Tables are a two-dimensional, very used form of storing and preparing data, and this can be done in two ways: wide and long format. Each one has some advantages and disadvantages which I will do my best to describe in this post with some examples. So let us get started.
TL/DR. It is better to use the long format for storing data and use the wide format at the very end of a Data Analysis process to reduce the data dimensionality. Going from one format to the other one using Pandas is as easy as writing one line of code.
The wide-format
You can think of the wide-format the "Excel" way. Think about this. You have salespersons and the data about each sale during the last year grouped per month, how do you represent this in a tabular way? Well, you write the salespersons’ names in the rows and the year’s month names in the columns, then write the amount ($) each salesperson sold at each row/column intersection.

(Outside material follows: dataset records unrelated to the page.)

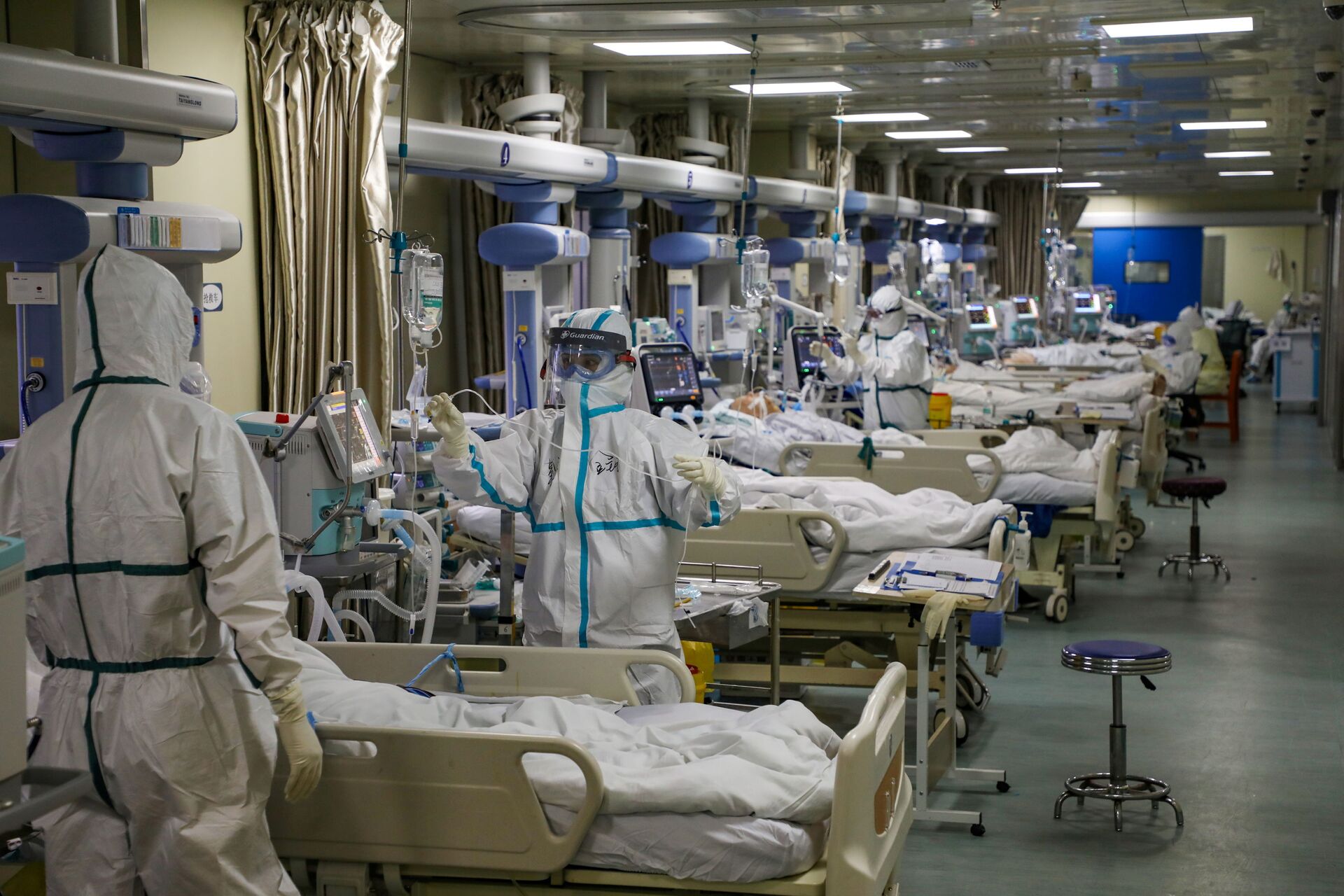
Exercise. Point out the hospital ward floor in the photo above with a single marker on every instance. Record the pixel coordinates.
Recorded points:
(1246, 727)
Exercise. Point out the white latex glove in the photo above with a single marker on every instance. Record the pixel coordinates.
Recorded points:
(705, 472)
(299, 742)
(851, 349)
(451, 424)
(939, 612)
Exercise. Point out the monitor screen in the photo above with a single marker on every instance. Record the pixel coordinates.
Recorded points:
(1088, 301)
(670, 375)
(803, 340)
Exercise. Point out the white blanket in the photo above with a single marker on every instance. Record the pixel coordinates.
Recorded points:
(873, 517)
(757, 444)
(773, 762)
(1040, 449)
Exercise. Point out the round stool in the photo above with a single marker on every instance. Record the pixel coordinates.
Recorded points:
(1119, 659)
(1195, 489)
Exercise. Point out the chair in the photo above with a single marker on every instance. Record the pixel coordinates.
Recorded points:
(1119, 659)
(1233, 397)
(1195, 488)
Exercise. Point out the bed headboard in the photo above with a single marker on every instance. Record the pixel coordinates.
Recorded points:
(899, 469)
(773, 539)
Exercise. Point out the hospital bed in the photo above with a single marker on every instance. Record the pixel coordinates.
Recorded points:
(454, 813)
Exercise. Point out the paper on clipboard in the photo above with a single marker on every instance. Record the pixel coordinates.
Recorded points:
(971, 567)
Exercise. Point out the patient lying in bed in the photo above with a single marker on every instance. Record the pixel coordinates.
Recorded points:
(692, 792)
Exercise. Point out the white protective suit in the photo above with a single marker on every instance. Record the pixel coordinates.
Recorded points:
(153, 577)
(606, 538)
(895, 371)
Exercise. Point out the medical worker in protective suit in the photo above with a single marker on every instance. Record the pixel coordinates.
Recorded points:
(155, 598)
(890, 360)
(610, 493)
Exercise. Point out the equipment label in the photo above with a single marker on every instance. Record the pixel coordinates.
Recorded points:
(31, 288)
(213, 296)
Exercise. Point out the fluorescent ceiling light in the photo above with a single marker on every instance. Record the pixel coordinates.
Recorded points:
(1224, 125)
(881, 115)
(673, 49)
(792, 88)
(927, 134)
(1177, 27)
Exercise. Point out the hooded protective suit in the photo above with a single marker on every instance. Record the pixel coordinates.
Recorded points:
(606, 538)
(1212, 372)
(153, 575)
(894, 367)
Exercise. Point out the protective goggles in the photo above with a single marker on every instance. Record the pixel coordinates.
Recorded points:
(585, 354)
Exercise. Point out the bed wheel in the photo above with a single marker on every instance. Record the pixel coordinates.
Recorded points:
(1057, 606)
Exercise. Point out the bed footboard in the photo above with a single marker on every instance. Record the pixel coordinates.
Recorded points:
(489, 671)
(447, 798)
(773, 539)
(899, 469)
(874, 804)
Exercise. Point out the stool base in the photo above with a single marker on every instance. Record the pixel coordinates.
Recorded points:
(1194, 561)
(1100, 788)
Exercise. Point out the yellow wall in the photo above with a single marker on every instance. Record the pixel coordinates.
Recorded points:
(1246, 258)
(204, 39)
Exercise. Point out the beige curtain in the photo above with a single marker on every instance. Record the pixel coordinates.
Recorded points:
(655, 136)
(484, 311)
(319, 86)
(1022, 265)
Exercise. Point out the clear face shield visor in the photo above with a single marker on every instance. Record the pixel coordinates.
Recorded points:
(584, 354)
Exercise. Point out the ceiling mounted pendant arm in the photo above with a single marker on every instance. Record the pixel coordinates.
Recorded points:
(746, 153)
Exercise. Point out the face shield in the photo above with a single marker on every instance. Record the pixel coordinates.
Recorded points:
(585, 355)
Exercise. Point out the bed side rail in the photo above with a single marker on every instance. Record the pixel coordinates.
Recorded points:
(874, 805)
(448, 798)
(899, 469)
(491, 671)
(773, 539)
(961, 438)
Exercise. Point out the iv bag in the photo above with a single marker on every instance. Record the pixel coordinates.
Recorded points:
(756, 276)
(838, 262)
(422, 289)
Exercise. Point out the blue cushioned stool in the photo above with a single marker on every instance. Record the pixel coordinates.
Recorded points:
(1119, 659)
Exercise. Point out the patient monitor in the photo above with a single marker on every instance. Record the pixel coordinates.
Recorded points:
(667, 378)
(799, 360)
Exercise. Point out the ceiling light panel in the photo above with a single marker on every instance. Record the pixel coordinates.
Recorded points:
(793, 88)
(1175, 27)
(1238, 153)
(675, 48)
(929, 134)
(1224, 125)
(858, 117)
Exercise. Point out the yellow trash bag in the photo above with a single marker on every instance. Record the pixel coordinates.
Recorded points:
(699, 660)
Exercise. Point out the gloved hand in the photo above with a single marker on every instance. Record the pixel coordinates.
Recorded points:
(300, 743)
(705, 472)
(851, 349)
(451, 425)
(939, 612)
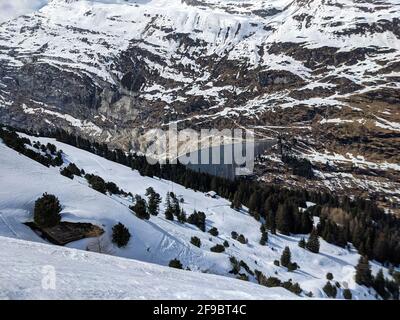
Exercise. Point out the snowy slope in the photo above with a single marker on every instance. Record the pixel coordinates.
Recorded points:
(84, 275)
(322, 72)
(158, 240)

name jan feb mar apr ... dec
jim $100 $200 $200 $300 $300
mike $200 $250 $50 $100 $170
Since it is too wide (pun intended) I used three points (…) to not write the columns corresponding to the months between April and December. You may say: "Provided that you have one piece of data, the amount sold in $ grouped by salesperson and month, a tabular wide-format deals with the whole thing easily". And you would be right, no problem so far. Let’s make this a bit harder. Assume you have now not only the sales amount ($) but also the number of items sold per salesperson. You build another table like this one.
name jan feb mar apr ... dec
jim 10 10 10 30 30
mike 5 20 7 25 5
Now you have two wide-format tables. If you were to gather now the number of hours worked per month per salesperson you would have now 3 tables. I start to feel that this is getting repetitive don’t you think?
I would have a hard time thinking of a way that gives me peace of mind to store this data in a database. Three tables to store data of the same people of the same months where the only difference is the type of data stored? What if we want to store now 20 points of data (features) per salesperson. I think you get the idea of the problem here. Let’s try to solve it.
Can this data be stored in a single table that can generate all these tables? Enter the long format.
But first, just to keep widening (pun intended again) the ugliness of this mess… Let’s assume you try to solve this using a wide approach as in "I add a column for the name, another column for the month and then one column per each feature"; a solution like this one.
name month sales items_count hours_worked
jim jan bla bla bla
mike feb bla bla bla
...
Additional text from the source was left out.